Nun ist es so, dass ich eine Woche, nachdem meine Mama verstorben war, wieder begonnen habe, zu arbeiten. Ich war immer schon sehr pflicht- und verantwortungsbewusst, zudem arbeite ich im sozialen Bereich.
Ich habe einen 4 jährigen Sohn, der an allem auch beteiligt war, den ich aber nicht zu sehr mit dem Thema belasten möchte.

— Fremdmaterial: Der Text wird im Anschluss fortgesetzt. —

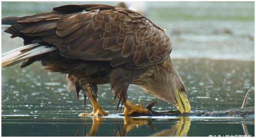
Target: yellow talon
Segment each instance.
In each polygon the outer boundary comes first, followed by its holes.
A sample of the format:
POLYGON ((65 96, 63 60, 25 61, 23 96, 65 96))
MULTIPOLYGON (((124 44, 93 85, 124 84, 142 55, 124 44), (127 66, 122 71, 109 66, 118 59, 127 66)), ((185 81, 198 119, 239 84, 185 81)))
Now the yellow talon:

Nun bin ich so irritiert über mich selbst.
Einerseits "funktioniere" ich, erledige alles Nötige, mache meine Arbeit. Gleichzeitig ist mir Vieles aber auch einfach egal, ich mache es, weil ich "muss".
Bisher habe ich nur richtig geweint, wenn ich alleine war. Im Hospiz alleine mit meiner Mutter, als diese aber schon nicht mehr richtig reagierte.
Diese Momente sind allerdings furchtbar selten.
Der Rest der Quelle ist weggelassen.